Additionally, Google is reading the GoodRelations schema which is another good semantic data structure based upon RDFa.
And, sites which are providing Google with Merchant Center feeds may also benefit from the new snippet treatment. In the case of feeds, Google adds the proviso that merchants must begin including the Canonical tag to their product pages so that Google can associate the page with the item in the Merchant Center feeds.
If you use the Merchant Center feed option, I’ll add an assumed requirement that’s not stated by Google outright: the URL you specify in the Canonical Tag would have to be an absolute match to the URL found in your Merchant Center feed, or else it’s not going to help Google associate your page with the correct product item in the feed. I see this as problematic for many, though, so let me explain further.
Google’s announcement notes that those who have more frequently changing prices probably ought to use the Merchant Center feed option. That would be because when you upload your feed, you can specify how long a time period the feed may be in effect. So, by uploading a new feed, you can change out your prices more rapidly than waiting for Googlebot to circle back around and respider your pages — which is typically a cycle that may happen only ever month to two weeks.
But, using the Merchant Center feed route may not be all that optimal, and this is why. Many if not most internet retailers are using special tracking parameters in their feed URLs so that they can associate online sales with different channels, and so that they can differentiate sales from their Shopping Search product feeds versus their organic search engine optimization efforts. If you set your canonical tag to be the same as the URL in your product feeds, then Google will drop what have been your organic URLs out of the search results in favor of the feed URLs — negating your ability to differentiate clickthroughs and sales from each channel within Google.
In some cases, your legacy organic URLs will also have been better-established and may have been around longer than your URLs in your product feeds — if that’s the case, you might lose some of the search engine “good will” associated with those pages’ seniority.

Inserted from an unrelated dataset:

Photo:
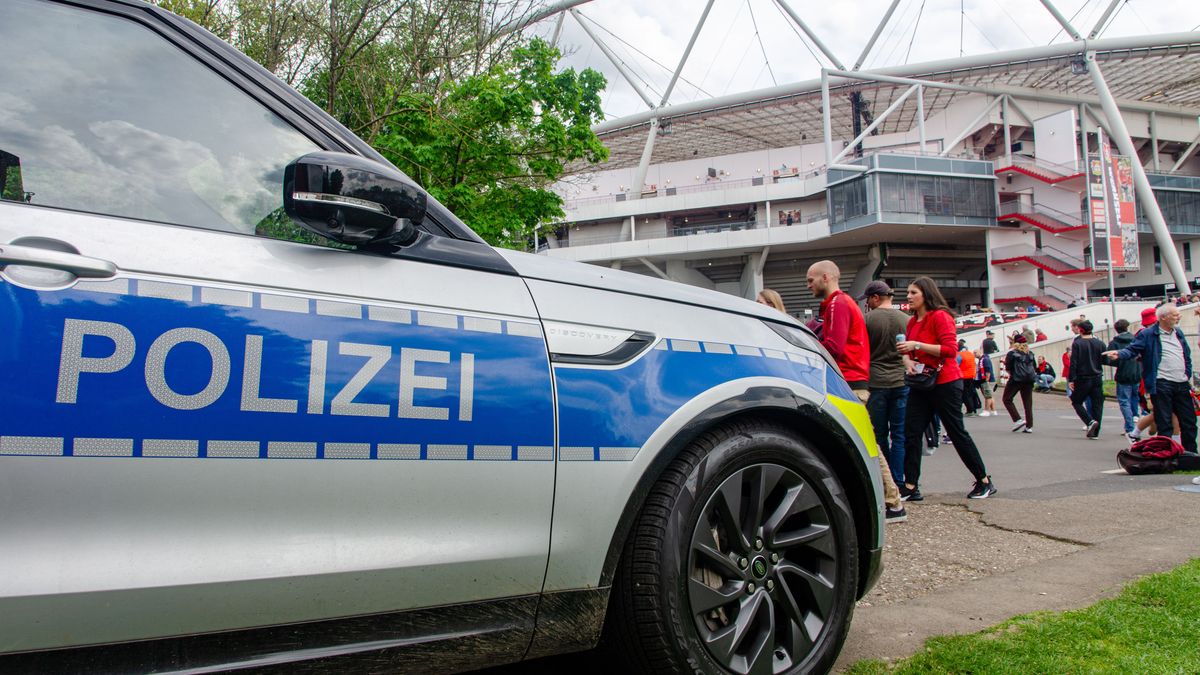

Now, Google provides a method for you to specify URL parameters that they may encounter in crawling your site which are unimportant for indexing purposes, and you can direct Google to ignore those parameters. However, Google has not said what the effect would be if you set your canonical URL in catalog pages to match your Merchant Center feed, and then asked them to drop the tracking parameter out of the URLs — this could result in the URLs not being allowed to match up for the Rich Snippet treatment, or it could result in the tracking parameter getting dropped out of the Shopping Search results pages losing the tracking ability. So, I’d recommend NOT attempting that combination of settings to solve the dilemma!
For those e-commerce sites which desire to have differentiated tracking between the Shopping Search feed versus the organic traffic, I think your best approach would be to use hProduct or GoodRelations format for your organic pages, and not attempt to connect them to your catalog pages — until or if there are more detailed specifications as to how to connect both without losing tracking capabilities.
Regardless of this issue, the possibility of getting more attention-grabbing listing treatment should make for a very happy holiday season for e-commerce sites!